Anne Frank’s stepsister: Trump ‘acting like another Hitler’

Marcy Oster

Donald Trump addressing the Republican Jewish Coalition at the Ronald Reagan Building and International Trade Center in Washington, DC, Dec. 3, 2015. (Alex Wong/Getty Images)

Donald Trump addressing the Republican Jewish Coalition at the Ronald Reagan Building and International Trade Center in Washington, DC, Dec. 3, 2015. (Alex Wong/Getty Images)

(JTA) — The stepsister of Holocaust teen diarist Anne Frank compared Republican presidential frontrunner Donald Trump to Hitler.

In an essay in Newsweek magazine published on Wednesday in honor of International Holocaust Remembrance Day, Eva Schloss, 86, also accused Trump of inciting racism.

“The theme of this year’s Holocaust Memorial Day is ‘Don’t stand by.’ This is particularly important now with the refugee crisis going on as more people than ever are being bystanders. We haven’t really learnt anything—I’m depressed by the current situation.
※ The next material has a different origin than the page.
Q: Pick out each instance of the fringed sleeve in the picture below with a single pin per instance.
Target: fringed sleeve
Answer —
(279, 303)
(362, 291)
The experience of the Syrian refugees is similar to what we went through,” Schloss said.

Schloss, who survived Auschwitz, was 11-years-old when her family left Nazi-annexed Austria in 1938 for Belgium.

“We were treated as if we had come from the moon. I felt as if I wasn’t wanted and that I was different to everybody. It is even harder for today’s Syrian refugees who have a very different culture. We were Europeans as well as Jews—we were assimilated. I was shocked that I wasn’t accepted like an ordinary person. I am very upset that today again so many countries are closing their borders. Fewer people would have died in the Holocaust if the world had accepted more Jewish refugees,” she asserted.

She praised Germany for accepting more than one million refugees, noting that “the country has not gone under.” She also said that the refugee problem is not Europe’s alone, suggesting that if the United States and Canada took more refugees it would mitigate the problem.

“If Donald Trump become(s) the next president of the U.S. it would be a complete disaster,” Schloss said. “I think he is acting like another Hitler byinciting racism.”

Schloss’ mother married Otto Frank, Anne Frank’s father, after World War II. The families were friends in Amsterdam and the two girls played together before the Franks went into hiding. She is the co-founder of the Anne Frank Trust UK.